Margaret: I mean, you stake, I believe because you’re in straw bales. So your plants are up in the air.
Margaret: And so is that another tactic for sort of good garden hygiene, having them up in the air, not sprawling?
Craig: Well what staking does is it allows better air circulation, better sun exposure, and really less hiding places for critters, things like slugs and rats and squirrels to get under those plants. And also if the diseases are in the ground, you have no contact of the leaves with the ground to aid in the transference of those disease spores onto the plants.
The problem, of course, with staking, as the plants get tall, they’re indeterminate types. And one big windy thunderstorm will start the Leaning Tower of Pisa going on in your garden, right? I’ve actually had two plants go down. And as much as we’ve talked about these diseases, out of my, maybe 25 plants in straw bales, I’ve removed half a dozen. So there are still plenty that are doing really well. So I’m now starting to think about, did the roots of the plants go through the straw bales into the soil, and could it have picked up some disease that was harbored in the lawn from me gardening the last two years? This is where you have to put on your Sherlock Holmes cap.
And I do think about some of these diseases are absorbed into the seed coat, and even though you do fermentation, you dry your seeds nicely, you could have spores of things like Fusarium or early blight [below; photo by Craig] and Septoria sitting in the seed coats. And so they get into the plant and once the conditions become right, which is heat and humidity, it can trigger them. So I’ve got a lot… When I say I’ve got a lot of things to figure out, and you know me well, enough, Margaret. I’ve been doing this 40 years and every year I still feel like, my gosh, I don’t know anything about this. I have so much more I need to learn. And then I like to share it with everyone, because it’s no good to have knowledge unless you share it with your friends and other gardeners so we can all succeed together.

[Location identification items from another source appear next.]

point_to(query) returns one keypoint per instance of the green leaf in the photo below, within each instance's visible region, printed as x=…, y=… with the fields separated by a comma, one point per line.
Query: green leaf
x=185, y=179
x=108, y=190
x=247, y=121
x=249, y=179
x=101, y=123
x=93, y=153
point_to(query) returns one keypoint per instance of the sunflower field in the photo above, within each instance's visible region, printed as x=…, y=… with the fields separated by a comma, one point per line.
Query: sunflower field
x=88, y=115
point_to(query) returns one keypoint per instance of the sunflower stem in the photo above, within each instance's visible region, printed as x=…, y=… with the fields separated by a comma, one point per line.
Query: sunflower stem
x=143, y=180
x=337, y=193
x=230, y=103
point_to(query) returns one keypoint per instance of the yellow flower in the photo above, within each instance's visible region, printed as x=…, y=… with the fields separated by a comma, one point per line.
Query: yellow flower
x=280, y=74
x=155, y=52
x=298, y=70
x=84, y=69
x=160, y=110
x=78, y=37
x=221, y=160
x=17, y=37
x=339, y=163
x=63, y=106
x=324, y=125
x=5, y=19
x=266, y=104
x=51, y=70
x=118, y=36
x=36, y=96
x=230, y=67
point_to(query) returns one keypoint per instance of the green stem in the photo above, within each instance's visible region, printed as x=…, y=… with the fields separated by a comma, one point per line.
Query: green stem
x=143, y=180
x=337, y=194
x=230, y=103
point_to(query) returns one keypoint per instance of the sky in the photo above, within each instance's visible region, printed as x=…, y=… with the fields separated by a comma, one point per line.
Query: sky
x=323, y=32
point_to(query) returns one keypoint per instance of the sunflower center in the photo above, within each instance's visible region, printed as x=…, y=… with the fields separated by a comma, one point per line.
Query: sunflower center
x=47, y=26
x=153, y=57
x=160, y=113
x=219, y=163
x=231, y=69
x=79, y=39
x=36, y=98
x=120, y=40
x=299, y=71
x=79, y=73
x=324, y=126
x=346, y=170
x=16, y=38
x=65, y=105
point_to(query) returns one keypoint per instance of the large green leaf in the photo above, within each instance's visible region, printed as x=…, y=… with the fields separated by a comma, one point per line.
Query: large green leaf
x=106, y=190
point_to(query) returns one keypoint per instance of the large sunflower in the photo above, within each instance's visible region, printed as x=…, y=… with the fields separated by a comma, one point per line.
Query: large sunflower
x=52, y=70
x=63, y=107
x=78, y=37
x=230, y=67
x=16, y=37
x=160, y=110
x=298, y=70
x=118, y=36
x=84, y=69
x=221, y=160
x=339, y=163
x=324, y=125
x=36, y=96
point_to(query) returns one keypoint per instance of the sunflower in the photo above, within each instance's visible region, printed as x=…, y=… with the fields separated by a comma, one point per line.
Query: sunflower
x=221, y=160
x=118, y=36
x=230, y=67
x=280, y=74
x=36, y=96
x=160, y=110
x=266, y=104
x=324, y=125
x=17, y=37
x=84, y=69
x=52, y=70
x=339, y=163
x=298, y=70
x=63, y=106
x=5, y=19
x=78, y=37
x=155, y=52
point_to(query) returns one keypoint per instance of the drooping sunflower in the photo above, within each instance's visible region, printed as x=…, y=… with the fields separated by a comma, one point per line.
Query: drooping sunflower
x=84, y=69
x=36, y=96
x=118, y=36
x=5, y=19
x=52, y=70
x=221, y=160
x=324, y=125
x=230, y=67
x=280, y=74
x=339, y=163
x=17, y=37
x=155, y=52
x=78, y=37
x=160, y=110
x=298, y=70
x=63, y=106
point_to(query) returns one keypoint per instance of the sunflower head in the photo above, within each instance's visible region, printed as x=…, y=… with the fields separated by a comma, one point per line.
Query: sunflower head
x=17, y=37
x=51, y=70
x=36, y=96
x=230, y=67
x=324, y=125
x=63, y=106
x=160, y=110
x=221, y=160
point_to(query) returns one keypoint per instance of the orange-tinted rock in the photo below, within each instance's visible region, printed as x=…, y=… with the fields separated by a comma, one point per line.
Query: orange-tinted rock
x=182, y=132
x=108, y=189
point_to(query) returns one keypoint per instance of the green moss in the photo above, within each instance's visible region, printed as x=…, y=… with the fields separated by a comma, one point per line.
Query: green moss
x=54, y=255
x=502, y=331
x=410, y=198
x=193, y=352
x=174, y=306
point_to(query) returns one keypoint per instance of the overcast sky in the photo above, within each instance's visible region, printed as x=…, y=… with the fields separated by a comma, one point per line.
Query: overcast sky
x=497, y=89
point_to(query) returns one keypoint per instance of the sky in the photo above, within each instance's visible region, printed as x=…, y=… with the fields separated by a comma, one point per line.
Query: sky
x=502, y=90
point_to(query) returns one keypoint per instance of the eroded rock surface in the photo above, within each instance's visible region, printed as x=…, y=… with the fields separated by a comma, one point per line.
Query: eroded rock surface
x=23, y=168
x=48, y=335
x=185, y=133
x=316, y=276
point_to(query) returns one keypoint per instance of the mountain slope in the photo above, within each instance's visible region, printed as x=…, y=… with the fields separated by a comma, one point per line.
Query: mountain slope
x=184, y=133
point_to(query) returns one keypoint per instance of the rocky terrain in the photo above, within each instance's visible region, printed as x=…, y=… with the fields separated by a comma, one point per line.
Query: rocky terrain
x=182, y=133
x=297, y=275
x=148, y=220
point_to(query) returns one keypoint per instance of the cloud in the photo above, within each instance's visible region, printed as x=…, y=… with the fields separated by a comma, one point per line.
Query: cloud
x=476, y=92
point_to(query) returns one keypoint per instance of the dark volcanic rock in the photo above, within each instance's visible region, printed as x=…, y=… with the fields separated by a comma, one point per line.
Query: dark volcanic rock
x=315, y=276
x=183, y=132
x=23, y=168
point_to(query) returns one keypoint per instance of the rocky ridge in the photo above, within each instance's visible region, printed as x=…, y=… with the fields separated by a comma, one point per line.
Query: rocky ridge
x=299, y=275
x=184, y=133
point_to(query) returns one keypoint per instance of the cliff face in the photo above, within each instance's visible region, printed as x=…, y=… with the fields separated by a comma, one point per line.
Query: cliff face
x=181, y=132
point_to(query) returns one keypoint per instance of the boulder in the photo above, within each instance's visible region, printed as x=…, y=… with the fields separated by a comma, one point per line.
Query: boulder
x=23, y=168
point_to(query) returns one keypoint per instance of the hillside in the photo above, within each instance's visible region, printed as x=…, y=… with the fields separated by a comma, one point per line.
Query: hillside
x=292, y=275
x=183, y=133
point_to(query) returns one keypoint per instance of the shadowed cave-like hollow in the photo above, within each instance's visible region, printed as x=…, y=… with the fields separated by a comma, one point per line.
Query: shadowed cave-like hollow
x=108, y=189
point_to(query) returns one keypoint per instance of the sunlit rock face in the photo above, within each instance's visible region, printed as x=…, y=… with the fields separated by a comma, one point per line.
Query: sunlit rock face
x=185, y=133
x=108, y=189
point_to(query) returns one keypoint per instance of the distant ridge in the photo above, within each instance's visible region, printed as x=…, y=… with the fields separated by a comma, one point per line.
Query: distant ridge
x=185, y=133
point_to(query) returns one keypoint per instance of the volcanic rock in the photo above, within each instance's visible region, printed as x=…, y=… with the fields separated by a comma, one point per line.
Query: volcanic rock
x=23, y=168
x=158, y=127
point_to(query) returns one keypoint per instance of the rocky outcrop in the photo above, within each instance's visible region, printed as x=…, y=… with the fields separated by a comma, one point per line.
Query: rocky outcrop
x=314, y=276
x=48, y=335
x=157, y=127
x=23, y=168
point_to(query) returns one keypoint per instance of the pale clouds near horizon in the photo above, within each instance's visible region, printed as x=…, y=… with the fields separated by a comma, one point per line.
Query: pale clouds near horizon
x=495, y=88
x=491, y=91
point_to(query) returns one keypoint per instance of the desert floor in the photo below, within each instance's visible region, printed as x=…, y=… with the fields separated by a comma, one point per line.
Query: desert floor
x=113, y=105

Margaret: Yeah. Well that was what you and Joe have been doing on the Epic Tomatoes course that people subscribe to that started at the beginning of the season and so forth.
Craig: Yeah. Well you bring up Joe. He and I have a combined 80 years of gardening experience. Joe will kill me if I say that, but it’s true, because he’s only 39. How can that be?
Margaret: Yeah, exactly.
Craig: But I was just at his garden. We did a blind tomato tasting there [the varieties, below; photo by Craig]. Was that fun?
Margaret: I saw that on Instagram, too. That was so fun.
Craig: Oh gosh, it was fun. But his plants look a lot like my plants. So best-laid plans of mice, men, critters, hornworms and whatever, we’re going to have issues. That really should affect the numbers of plants people try to fit in, and this is kind of the war of attrition. If you only have three plants and they get hit by disease, you only harvest a few fruit. It’s a lot different. I have 60 plants this year. So when I lose four or six plants, I’m like, well, I can still can all of these tomatoes. It’s really not a tragedy. And of course not everybody can fit that many plants. But go for as many as you can is always my advice.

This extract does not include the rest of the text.